2008 Poster Sessions : Integrating Multiple Publically Available Gene Expression Datasets to Predict Therapeutic Options across the Disease Nosology

Student Name : Marina Sirota
Advisor : Atul J. Butte
Research Areas: Artificial Intelligence
Abstract
The goal of translational bioinformatics is to enable the transformation of increasingly voluminous genomic and biological data into diagnostics and therapeutics for the clinician. Traditionally comparative microarray analysis has been used in order to pinpoint genetic abnormalities in a disease of interest. By examining genes that are upregulated and downregulated in a disease state as opposed to a normal state, we can create a genetic profile of a disease. In addition, microarrays have been used to monitor changes in gene expression in response to drug treatments. Combining results of disease and drug related microarray experiments enables the discovery of possible functional connections between drugs, genes and diseases through the common gene expression changes. In a recent study, Lamb et al. presents us with a collection of genome-wide transcriptional expression data from cultured human cells treated with bioactive small molecules. The study consisted of 453 experiments with different dosages of 164 compound perturbagens and corresponding vehicle controls. The selected compounds included several FDA approved drugs as well as some nondrug bioactive compounds chosen to represent a broad range of effects. The authors created 11 disease signatures manually by examining the relevant literature and examined connections between small molecules such as HDAC inhibitors and looked at connections with disease states such as diet-induced obesity and Alzheimer's disease. In this work, we recreate and extend the drug-disease "connectivity map" using publically available disease related gene expression data obtained from the Gene Expression Omnibus. We automate the process of creating disease signatures using publically available data. We extend the original set of 11 signatures to examine nearly 100 diseases and predict possible therapeutics based on the drug-disease connectivity scores. We validate our findings using the known drug disease associations from the Micromedex database.

Bio
I am a second year Ph.D. student in the Biomedical Informatics department at Stanford University. Previously, I completed a Biomedical Computation undergraduate and Biomedical Informatics coterminal masters degree at Stanford.
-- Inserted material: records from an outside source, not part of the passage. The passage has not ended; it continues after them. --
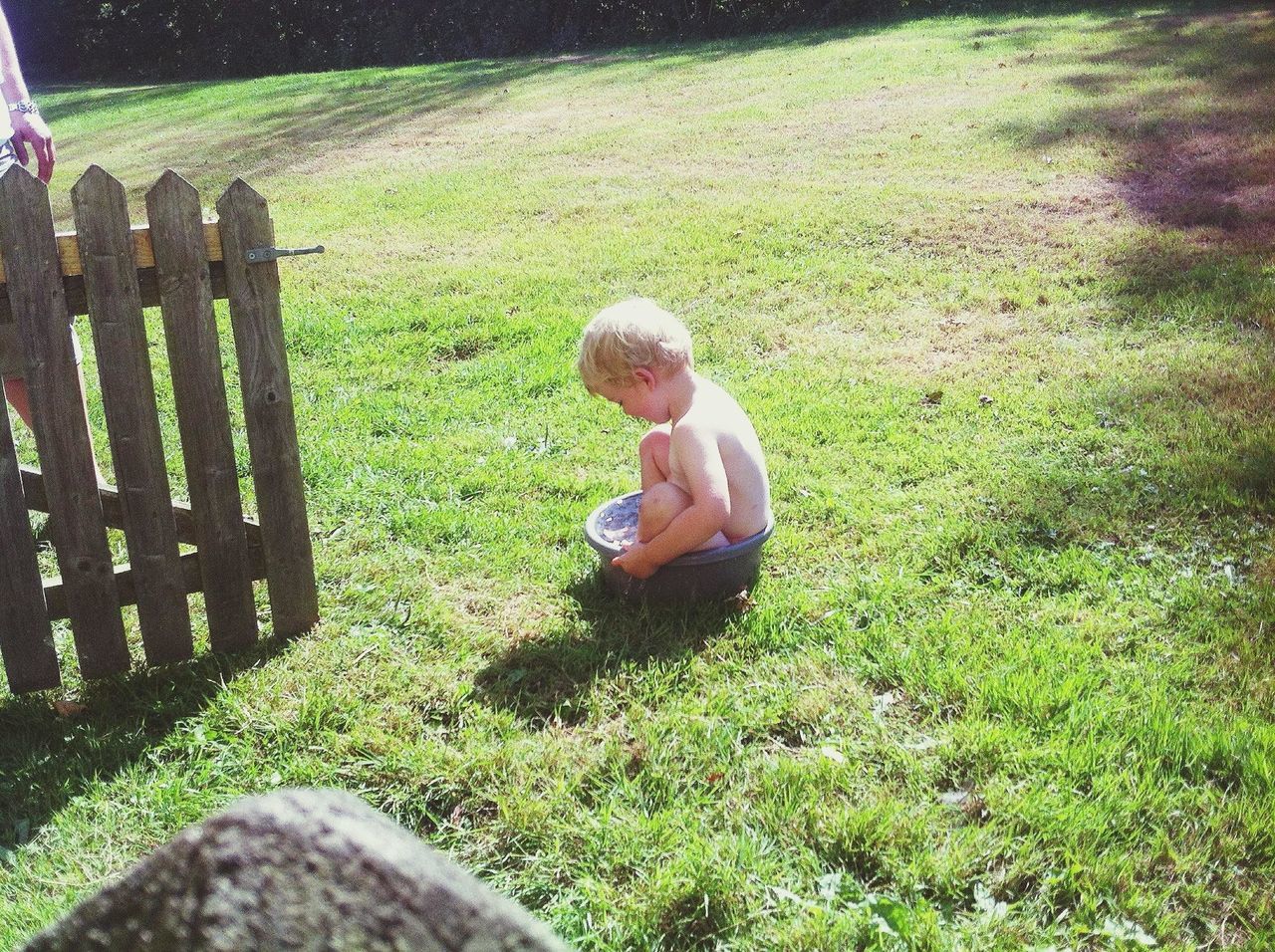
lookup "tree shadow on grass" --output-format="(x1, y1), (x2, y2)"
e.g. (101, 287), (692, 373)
(0, 637), (291, 850)
(1001, 8), (1275, 251)
(474, 571), (737, 728)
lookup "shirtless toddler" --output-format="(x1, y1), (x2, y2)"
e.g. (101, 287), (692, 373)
(578, 298), (770, 579)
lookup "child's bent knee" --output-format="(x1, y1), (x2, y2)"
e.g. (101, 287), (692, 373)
(638, 483), (691, 542)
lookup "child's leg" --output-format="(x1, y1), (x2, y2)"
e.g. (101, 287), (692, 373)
(638, 483), (729, 552)
(638, 423), (684, 491)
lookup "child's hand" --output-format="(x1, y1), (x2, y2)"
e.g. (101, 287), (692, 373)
(611, 542), (659, 579)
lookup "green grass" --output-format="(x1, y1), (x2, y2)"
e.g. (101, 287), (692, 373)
(0, 3), (1275, 949)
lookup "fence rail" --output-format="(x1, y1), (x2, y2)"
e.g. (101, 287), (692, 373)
(0, 165), (319, 693)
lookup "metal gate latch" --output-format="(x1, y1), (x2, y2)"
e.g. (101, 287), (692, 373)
(245, 245), (324, 264)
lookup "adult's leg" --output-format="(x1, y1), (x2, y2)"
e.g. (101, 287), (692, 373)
(4, 365), (106, 486)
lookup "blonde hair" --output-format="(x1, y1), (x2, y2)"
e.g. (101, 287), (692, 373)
(577, 297), (695, 392)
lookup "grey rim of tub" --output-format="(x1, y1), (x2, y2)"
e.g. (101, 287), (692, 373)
(584, 491), (775, 604)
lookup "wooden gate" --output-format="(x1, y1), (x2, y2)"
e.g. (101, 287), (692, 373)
(0, 165), (319, 693)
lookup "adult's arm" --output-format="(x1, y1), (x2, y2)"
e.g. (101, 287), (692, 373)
(0, 8), (55, 185)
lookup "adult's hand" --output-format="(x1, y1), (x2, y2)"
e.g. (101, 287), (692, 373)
(9, 113), (56, 185)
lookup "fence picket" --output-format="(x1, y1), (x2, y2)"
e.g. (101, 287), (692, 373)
(146, 169), (256, 651)
(0, 167), (128, 678)
(217, 178), (319, 634)
(72, 165), (194, 664)
(0, 405), (61, 694)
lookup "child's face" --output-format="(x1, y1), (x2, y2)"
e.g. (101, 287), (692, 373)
(594, 367), (672, 423)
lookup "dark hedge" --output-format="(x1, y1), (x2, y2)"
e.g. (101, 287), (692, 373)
(3, 0), (1014, 82)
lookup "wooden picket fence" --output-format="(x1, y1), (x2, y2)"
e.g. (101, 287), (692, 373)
(0, 165), (319, 693)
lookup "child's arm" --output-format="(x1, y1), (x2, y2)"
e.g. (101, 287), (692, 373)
(611, 420), (730, 579)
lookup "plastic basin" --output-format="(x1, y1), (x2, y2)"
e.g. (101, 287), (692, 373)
(584, 489), (775, 604)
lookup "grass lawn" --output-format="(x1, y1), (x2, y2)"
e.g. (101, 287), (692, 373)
(0, 5), (1275, 949)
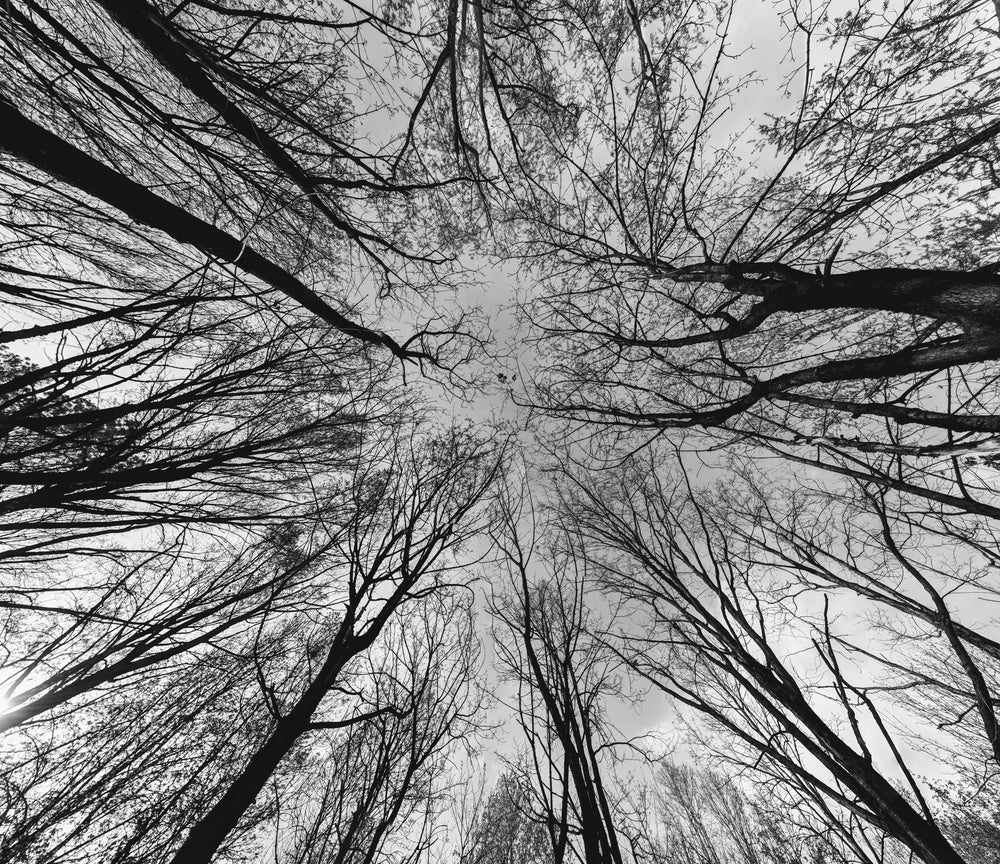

As an undergraduate and masters student I worked in Serafim Batzoglou's laboratory. My previous work focused on computational biology, more specifically developing algorithms for comparative sequence analysis.

My current research advisor is Atul Butte. We are primarily interested in developing bioinformatics methods in integrative biology, or reasoning over the many available genome-scale measurements and experimental modalities, and applying these methods to study complex disorders in genomic medicine.